Pourtant, ces comportements prosociaux sont loin de tout régler... au contraire. "Ces efforts pourraient être mal perçus et conduire à favoriser l'exclusion", prévient Aurore Boulard. Un autre facteur mérite d'être mis en parallèle avec ce premier constat : celui du poids des amitiés intimes (investiguées dans la deuxième recherche). Quel que soit l'âge, le fait de ne pas avoir de meilleur ami du même sexe que soi (et ce, même lorsque l'on a un ou des amis intimes de l'autre genre) est hautement corrélé avec le sentiment dépressif. Dans ce contexte, il est également important d'appréhender l'attitude de l'adolescent -et surtout, de l'adolescente- qui compte un grand ami intime. "Les filles, en particulier, risquent d'être en demande d'une relation forte et exclusive. En fait, elles se raccrochent à cette amie, qui les empêche de 'décrocher'. Si cette relation craque, ou si elle ne correspond pas à leurs exigences, souvent élevées, le risque s'accroît de plonger dans une dépression susceptible de mener à une hospitalisation...", signale la psychologue.
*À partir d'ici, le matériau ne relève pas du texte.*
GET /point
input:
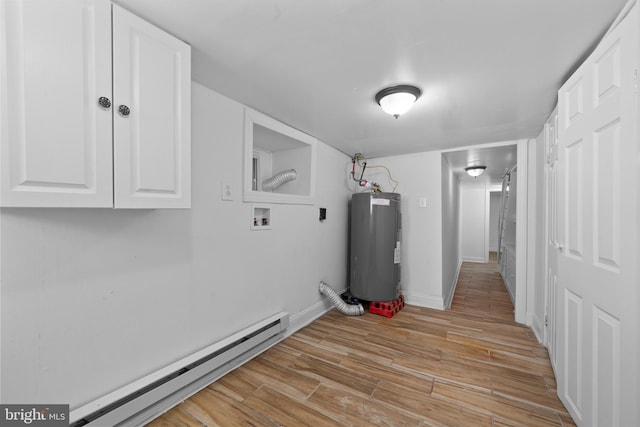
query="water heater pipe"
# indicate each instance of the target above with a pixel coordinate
(341, 306)
(278, 179)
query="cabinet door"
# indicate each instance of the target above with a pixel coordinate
(55, 140)
(152, 144)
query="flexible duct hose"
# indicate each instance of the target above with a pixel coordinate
(278, 179)
(341, 306)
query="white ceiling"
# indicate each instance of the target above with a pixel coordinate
(498, 161)
(489, 70)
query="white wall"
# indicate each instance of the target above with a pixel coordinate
(536, 239)
(494, 215)
(451, 258)
(93, 299)
(473, 199)
(421, 261)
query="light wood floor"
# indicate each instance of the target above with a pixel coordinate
(468, 366)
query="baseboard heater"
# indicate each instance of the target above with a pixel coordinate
(149, 397)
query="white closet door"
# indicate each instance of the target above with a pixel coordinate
(597, 266)
(152, 79)
(55, 63)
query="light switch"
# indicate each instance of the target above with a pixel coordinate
(227, 193)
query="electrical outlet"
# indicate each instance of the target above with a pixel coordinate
(227, 193)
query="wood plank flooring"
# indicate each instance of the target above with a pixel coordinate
(471, 365)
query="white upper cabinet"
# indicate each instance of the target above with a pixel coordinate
(59, 103)
(56, 141)
(152, 84)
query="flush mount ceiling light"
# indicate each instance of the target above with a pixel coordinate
(475, 171)
(397, 100)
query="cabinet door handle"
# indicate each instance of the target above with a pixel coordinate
(104, 102)
(124, 110)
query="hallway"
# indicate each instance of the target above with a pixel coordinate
(470, 365)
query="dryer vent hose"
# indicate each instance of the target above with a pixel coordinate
(278, 179)
(341, 306)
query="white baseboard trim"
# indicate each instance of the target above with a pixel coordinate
(452, 290)
(537, 326)
(428, 301)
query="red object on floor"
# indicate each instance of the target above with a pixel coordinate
(387, 308)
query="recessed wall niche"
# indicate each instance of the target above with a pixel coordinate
(279, 162)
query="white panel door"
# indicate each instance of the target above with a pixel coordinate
(55, 139)
(152, 80)
(552, 235)
(597, 263)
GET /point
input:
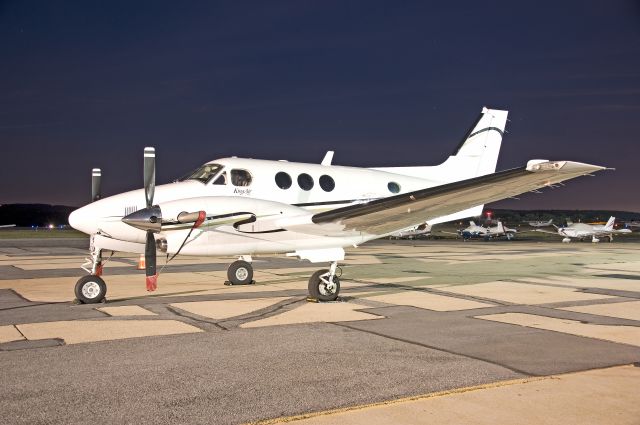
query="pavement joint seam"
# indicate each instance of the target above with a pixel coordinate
(431, 347)
(272, 310)
(443, 393)
(186, 315)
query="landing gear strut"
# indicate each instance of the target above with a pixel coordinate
(324, 285)
(92, 289)
(240, 273)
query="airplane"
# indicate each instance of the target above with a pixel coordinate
(246, 207)
(539, 223)
(414, 232)
(489, 232)
(583, 231)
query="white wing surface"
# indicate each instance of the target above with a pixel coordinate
(384, 216)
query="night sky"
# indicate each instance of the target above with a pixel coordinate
(89, 84)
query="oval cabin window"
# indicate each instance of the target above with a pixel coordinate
(283, 180)
(305, 181)
(326, 183)
(393, 187)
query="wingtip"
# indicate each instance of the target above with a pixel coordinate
(564, 166)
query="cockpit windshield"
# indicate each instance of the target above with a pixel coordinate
(204, 173)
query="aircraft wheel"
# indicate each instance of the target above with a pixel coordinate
(90, 289)
(320, 289)
(240, 273)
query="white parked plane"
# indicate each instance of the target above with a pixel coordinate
(245, 207)
(585, 231)
(539, 223)
(489, 232)
(414, 232)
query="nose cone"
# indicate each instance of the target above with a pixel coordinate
(83, 220)
(145, 219)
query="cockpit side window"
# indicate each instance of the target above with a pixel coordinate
(222, 179)
(204, 173)
(240, 177)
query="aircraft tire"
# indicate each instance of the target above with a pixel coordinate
(240, 273)
(318, 290)
(90, 289)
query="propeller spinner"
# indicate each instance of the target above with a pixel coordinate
(149, 219)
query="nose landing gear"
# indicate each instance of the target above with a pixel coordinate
(324, 285)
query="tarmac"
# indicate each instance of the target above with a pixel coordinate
(424, 332)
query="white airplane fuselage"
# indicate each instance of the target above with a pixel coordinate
(263, 197)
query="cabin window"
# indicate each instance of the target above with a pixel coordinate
(283, 180)
(305, 181)
(203, 174)
(326, 183)
(240, 178)
(222, 179)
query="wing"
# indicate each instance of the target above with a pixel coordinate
(543, 231)
(383, 216)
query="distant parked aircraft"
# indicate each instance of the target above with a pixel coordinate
(583, 231)
(413, 232)
(489, 232)
(539, 223)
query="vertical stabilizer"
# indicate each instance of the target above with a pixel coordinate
(610, 223)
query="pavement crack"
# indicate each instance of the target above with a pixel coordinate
(196, 319)
(431, 347)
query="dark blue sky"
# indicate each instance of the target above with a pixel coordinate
(89, 84)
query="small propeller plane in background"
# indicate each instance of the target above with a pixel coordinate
(415, 232)
(582, 231)
(539, 223)
(487, 233)
(246, 207)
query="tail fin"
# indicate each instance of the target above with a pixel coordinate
(476, 155)
(610, 223)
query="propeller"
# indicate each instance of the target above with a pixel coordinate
(96, 178)
(150, 244)
(149, 219)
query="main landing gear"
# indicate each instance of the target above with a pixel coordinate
(240, 272)
(324, 285)
(92, 289)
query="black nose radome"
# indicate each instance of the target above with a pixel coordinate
(145, 219)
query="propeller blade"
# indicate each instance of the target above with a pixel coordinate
(96, 178)
(149, 174)
(150, 262)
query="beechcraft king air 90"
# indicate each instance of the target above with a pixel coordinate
(246, 207)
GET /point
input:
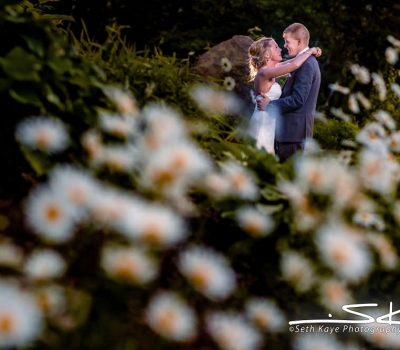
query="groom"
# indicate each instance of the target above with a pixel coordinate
(294, 110)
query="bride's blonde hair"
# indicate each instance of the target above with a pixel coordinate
(256, 52)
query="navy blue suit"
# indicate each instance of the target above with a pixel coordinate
(295, 109)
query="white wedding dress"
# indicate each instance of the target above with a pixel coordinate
(262, 126)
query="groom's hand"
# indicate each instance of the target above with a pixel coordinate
(263, 102)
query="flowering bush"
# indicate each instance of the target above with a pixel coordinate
(136, 232)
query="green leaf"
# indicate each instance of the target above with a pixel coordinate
(21, 65)
(25, 96)
(34, 44)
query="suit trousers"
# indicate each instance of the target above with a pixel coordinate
(284, 150)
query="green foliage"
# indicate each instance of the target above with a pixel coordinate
(331, 134)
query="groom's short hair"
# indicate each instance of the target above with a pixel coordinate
(299, 31)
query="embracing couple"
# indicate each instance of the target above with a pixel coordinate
(284, 117)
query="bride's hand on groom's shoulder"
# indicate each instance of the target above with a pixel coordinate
(262, 102)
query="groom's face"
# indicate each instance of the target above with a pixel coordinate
(292, 44)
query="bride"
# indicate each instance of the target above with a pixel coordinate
(265, 65)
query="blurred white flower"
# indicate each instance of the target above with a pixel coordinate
(50, 299)
(385, 119)
(43, 133)
(226, 64)
(379, 83)
(338, 112)
(44, 264)
(385, 249)
(49, 215)
(394, 141)
(265, 314)
(254, 222)
(214, 100)
(10, 254)
(208, 271)
(395, 42)
(369, 220)
(316, 341)
(361, 73)
(342, 89)
(170, 317)
(93, 145)
(334, 294)
(21, 321)
(391, 55)
(128, 264)
(343, 251)
(297, 270)
(241, 182)
(73, 184)
(353, 104)
(229, 83)
(363, 100)
(232, 332)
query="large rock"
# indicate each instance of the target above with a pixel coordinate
(235, 50)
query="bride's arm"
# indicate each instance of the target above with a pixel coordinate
(288, 66)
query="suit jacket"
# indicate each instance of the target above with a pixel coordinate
(295, 109)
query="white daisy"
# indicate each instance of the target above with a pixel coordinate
(379, 83)
(254, 222)
(361, 73)
(297, 270)
(385, 119)
(128, 264)
(232, 332)
(43, 133)
(50, 299)
(341, 250)
(229, 83)
(226, 64)
(342, 89)
(159, 225)
(394, 141)
(338, 112)
(44, 264)
(391, 55)
(334, 294)
(363, 100)
(10, 254)
(395, 42)
(208, 271)
(21, 321)
(49, 215)
(93, 145)
(75, 185)
(170, 317)
(265, 314)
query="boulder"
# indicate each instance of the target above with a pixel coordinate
(235, 50)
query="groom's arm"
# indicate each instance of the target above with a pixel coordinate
(300, 91)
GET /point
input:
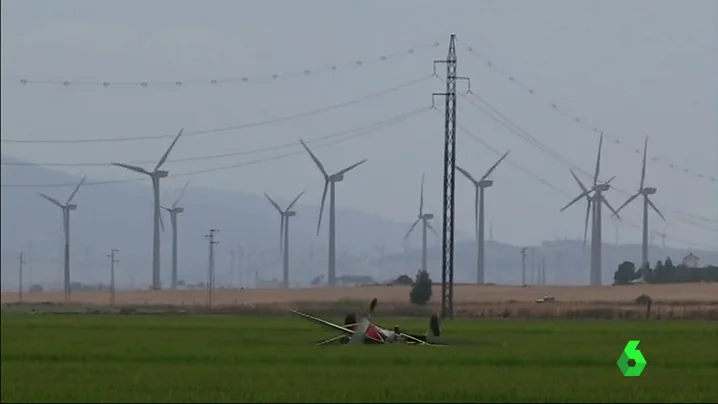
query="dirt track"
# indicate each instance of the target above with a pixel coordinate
(700, 293)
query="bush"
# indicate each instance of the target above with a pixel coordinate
(625, 273)
(403, 280)
(421, 292)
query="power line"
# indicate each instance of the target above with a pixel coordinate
(336, 139)
(525, 135)
(222, 155)
(552, 186)
(232, 80)
(234, 127)
(581, 121)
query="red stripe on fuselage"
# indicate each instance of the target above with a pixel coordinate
(372, 332)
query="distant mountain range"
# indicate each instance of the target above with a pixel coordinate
(119, 216)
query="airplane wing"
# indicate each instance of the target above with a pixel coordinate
(324, 322)
(411, 339)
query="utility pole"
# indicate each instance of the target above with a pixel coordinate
(113, 261)
(232, 258)
(19, 278)
(447, 266)
(523, 266)
(210, 272)
(532, 277)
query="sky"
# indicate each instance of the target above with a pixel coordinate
(628, 69)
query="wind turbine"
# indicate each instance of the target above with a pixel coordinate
(66, 208)
(645, 191)
(174, 211)
(424, 218)
(479, 186)
(330, 183)
(284, 235)
(155, 175)
(594, 201)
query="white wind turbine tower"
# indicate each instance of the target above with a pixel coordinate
(645, 191)
(329, 183)
(155, 176)
(66, 208)
(595, 201)
(284, 235)
(174, 211)
(424, 218)
(479, 186)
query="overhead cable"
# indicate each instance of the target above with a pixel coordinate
(328, 140)
(231, 80)
(582, 121)
(234, 127)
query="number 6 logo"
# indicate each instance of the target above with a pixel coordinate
(631, 362)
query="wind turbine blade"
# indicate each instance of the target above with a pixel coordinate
(281, 233)
(181, 194)
(585, 226)
(598, 161)
(493, 167)
(316, 160)
(580, 184)
(466, 174)
(411, 228)
(432, 229)
(321, 208)
(643, 170)
(52, 200)
(295, 200)
(581, 195)
(351, 167)
(605, 201)
(650, 202)
(476, 211)
(169, 149)
(162, 223)
(72, 195)
(421, 196)
(275, 204)
(133, 168)
(627, 201)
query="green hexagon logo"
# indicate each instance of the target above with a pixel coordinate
(631, 362)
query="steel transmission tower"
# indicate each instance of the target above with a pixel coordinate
(210, 270)
(447, 264)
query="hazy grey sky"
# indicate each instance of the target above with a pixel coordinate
(630, 68)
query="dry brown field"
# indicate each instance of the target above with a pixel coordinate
(697, 300)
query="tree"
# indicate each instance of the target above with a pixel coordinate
(625, 273)
(421, 292)
(403, 280)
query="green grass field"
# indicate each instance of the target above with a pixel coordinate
(77, 358)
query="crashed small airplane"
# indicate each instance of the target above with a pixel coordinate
(366, 332)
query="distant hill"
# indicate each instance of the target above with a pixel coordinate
(119, 216)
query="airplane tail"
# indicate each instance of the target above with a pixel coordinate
(434, 328)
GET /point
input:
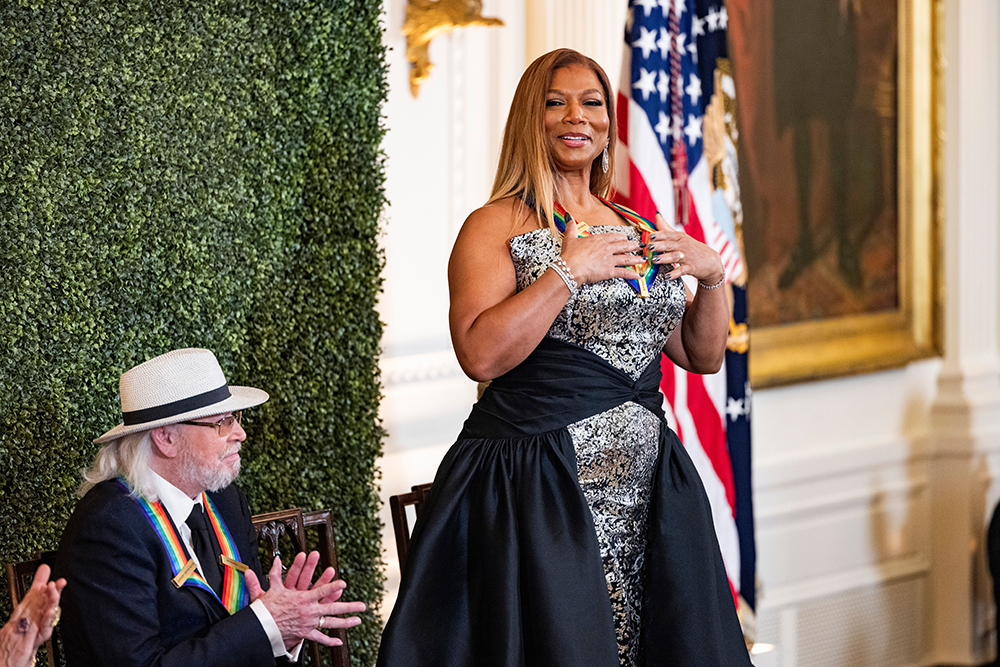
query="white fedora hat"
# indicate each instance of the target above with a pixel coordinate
(177, 386)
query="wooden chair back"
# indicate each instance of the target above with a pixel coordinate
(401, 522)
(293, 523)
(19, 578)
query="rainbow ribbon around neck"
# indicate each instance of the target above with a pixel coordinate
(647, 270)
(235, 595)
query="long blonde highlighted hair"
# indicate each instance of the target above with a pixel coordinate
(526, 169)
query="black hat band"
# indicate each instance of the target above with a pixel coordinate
(166, 410)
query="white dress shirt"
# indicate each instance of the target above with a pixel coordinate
(179, 507)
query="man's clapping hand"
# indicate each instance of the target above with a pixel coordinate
(299, 607)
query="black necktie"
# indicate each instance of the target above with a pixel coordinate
(204, 548)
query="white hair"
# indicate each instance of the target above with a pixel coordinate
(128, 456)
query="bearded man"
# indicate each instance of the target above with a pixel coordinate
(160, 554)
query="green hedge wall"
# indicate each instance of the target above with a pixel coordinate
(193, 173)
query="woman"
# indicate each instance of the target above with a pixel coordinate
(567, 526)
(31, 624)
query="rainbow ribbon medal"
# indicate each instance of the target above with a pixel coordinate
(647, 270)
(234, 589)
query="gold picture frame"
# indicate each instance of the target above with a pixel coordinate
(857, 343)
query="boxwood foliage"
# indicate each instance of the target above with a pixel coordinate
(201, 173)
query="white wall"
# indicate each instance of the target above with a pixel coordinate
(871, 491)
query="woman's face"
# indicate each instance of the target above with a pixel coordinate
(576, 118)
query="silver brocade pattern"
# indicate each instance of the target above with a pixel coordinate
(616, 450)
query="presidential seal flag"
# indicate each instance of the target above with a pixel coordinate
(677, 122)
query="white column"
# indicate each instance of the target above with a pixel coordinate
(594, 28)
(966, 413)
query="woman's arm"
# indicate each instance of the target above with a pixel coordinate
(699, 343)
(493, 326)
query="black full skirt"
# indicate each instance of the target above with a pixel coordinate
(504, 567)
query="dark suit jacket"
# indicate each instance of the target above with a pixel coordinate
(120, 608)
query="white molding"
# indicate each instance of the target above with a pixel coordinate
(860, 577)
(425, 367)
(777, 514)
(864, 457)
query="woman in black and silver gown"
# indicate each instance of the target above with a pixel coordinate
(567, 525)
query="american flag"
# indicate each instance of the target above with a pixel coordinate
(677, 121)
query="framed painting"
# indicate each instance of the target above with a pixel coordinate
(839, 177)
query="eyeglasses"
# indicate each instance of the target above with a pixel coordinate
(224, 426)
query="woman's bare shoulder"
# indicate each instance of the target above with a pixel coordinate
(501, 219)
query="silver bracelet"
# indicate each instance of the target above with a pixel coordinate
(562, 268)
(722, 281)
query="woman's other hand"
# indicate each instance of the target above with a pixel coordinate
(684, 256)
(601, 256)
(31, 624)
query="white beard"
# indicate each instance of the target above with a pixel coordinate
(210, 479)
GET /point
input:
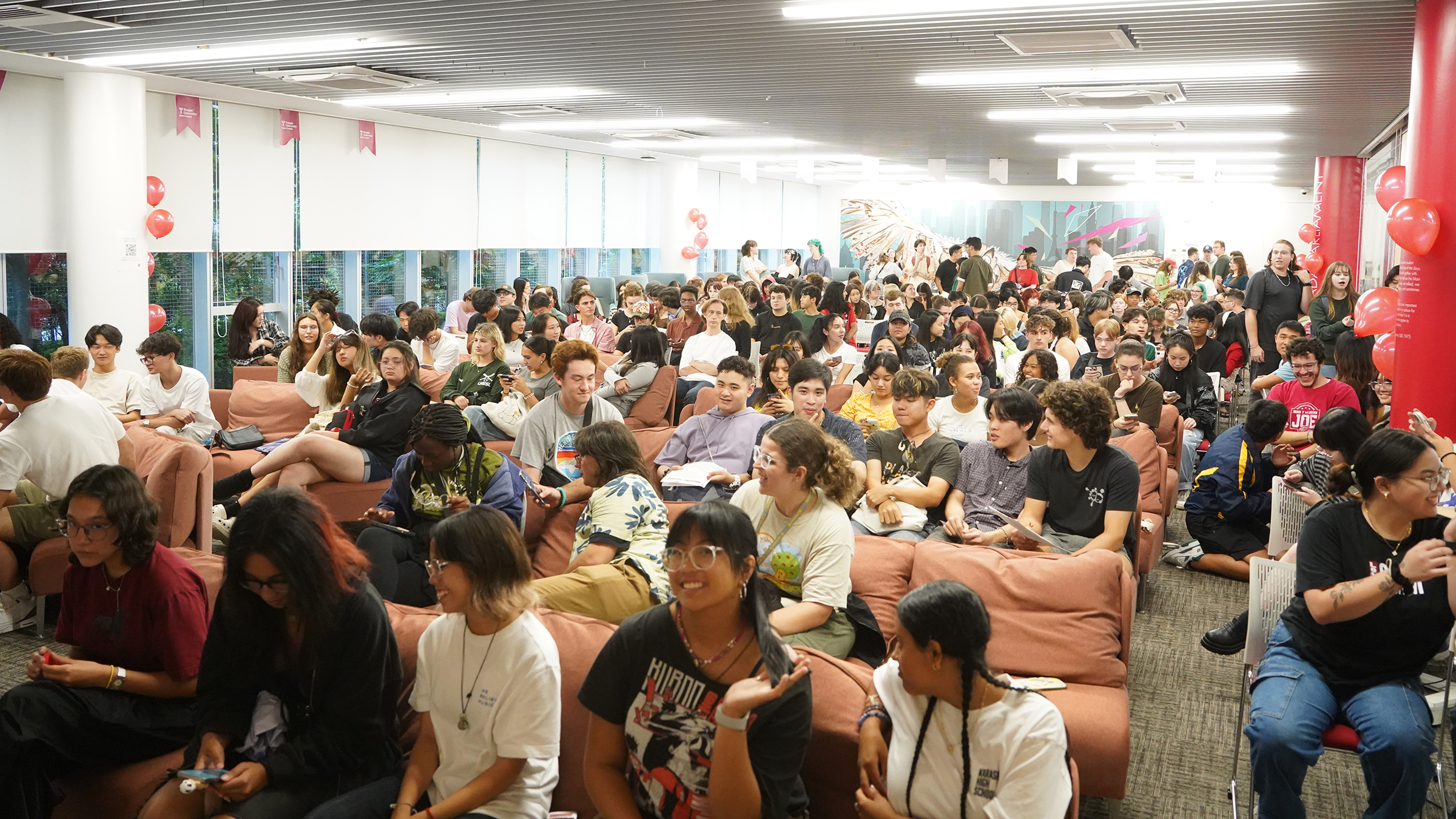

Autre élément peu connu et mis en évidence dans cette première recherche d'Aurore Boulard, celui des effets des agressions verbales sur l'augmentation de l'humeur dépressive, et son impact sur les facteurs pouvant mener à la dépression grave. "Les jeunes n'aiment pas faire état de paroles blessantes dont ils font l'objet, pas plus qu'ils ne s'expriment, en général, lorsqu'ils se sentent exclus du groupe. Très souvent, les agressions verbales ne sont pas repérées par les enseignants ou par le personnel scolaire, ne serait-ce que parce qu'il est difficile de s'en rendre compte lorsque l'on passe seulement quelques heures, réparties sur une semaine, avec les jeunes. En pratique, ce phénomène est donc minimisé par les adolescents et par les professeurs", constate-t-elle.